I've also been heavily influenced by jazz musicians; the way they collaborate, make things happen, hang out together, and support each other's gigs.
What have been your professional highlights thus far?
I've always loved playing at the BBC Proms - my first one was nearly thirty years ago! Playing the Goldberg Variations at the Wigmore Hall, then being invited to play them at the Albert Hall by Sir John Eliot Gardiner was pretty exciting for me.
My most treasured memory is working with Pierre Boulez, twice; first on an European tour with the Philharmonia and later with the Chicago Symphony Orchestra. He was witty, warm, elegant, gossipy and just a gorgeous musician to be with, both on and offstage.
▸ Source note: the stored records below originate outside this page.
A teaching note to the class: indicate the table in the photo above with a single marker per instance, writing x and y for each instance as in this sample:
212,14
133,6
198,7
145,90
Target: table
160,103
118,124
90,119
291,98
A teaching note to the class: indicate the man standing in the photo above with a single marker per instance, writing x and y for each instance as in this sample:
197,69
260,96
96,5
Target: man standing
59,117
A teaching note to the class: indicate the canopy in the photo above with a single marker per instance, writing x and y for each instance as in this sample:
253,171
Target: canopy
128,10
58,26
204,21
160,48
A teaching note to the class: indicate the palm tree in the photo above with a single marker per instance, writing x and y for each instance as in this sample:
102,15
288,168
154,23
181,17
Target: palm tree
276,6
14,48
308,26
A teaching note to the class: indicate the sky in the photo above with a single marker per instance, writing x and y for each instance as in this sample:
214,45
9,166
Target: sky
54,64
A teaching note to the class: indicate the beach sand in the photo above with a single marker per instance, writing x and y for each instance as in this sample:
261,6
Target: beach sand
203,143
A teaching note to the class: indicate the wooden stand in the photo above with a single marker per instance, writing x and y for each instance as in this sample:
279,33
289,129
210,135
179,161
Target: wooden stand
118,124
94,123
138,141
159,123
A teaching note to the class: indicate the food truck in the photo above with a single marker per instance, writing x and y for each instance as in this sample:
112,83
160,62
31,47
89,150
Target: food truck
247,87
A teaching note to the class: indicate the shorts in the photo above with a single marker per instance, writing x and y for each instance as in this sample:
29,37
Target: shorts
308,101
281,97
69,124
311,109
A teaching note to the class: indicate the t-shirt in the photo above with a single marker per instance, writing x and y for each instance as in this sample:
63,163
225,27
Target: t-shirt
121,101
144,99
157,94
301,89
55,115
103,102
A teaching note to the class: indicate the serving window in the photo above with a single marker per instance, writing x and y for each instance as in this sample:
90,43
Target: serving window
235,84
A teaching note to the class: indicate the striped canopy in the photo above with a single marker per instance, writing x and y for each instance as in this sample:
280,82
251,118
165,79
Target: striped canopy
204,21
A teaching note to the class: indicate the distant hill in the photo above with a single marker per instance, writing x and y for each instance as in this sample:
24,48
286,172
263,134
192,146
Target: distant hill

What are you currently working on?
The complete Chopin Mazurkas - all 58 of them! I'm also in the middle of recording them. I'll be performing them all in one evening at Wigmore Hall, London this May.
How do you go about picking your repertoire for a concert?
It depends on the venue and the audience, and what I'd like to add to my repertoire. I still learn new pieces - this year it was Schubert's last sonata in B flat, coupled with some late Liszt.
If you could tell the story of your life in music, which piece(s) would you choose and why?
I've no idea at all. Maybe the Goldberg Variations (sunny, lighthearted, complex, goes through a dark patch, comes out the other end and dreamily reprises the Aria) or maybe Cage's Sonata and Interludes for Prepared Piano (spiky, dance-like Gamelan pieces, tranquil and content at the end).
Oh hang on, there are all those Mazurkas!
What was the last concert you attended that you weren't involved in?
A jazz gig at the Bimhuis in Amsterdam, on New Year's Eve.
With which composer or musician (dead or alive) would you like to have dinner with and what would you talk about?
Well - either Liszt as an old man, who was the most generous, knowledgeable and well-connected musician in Europe; John Cage for his humour and originality; Pierre Boulez, who was an exquisite, wise and sparkling companion.
Perhaps I could have all three?
Imagine you have to lose all your scores except one: which one would you keep?
My battered copy of the Well-Tempered Clavier, Book 1.
What are your passions, apart from music? What do you do for fun or to relax?
I enjoy the usual things - I love literature, reading and watching old movies.
I like walking on the Sussex Downs; I love the sea and I'm particularly interested in trees. My dream would be to live in a forest.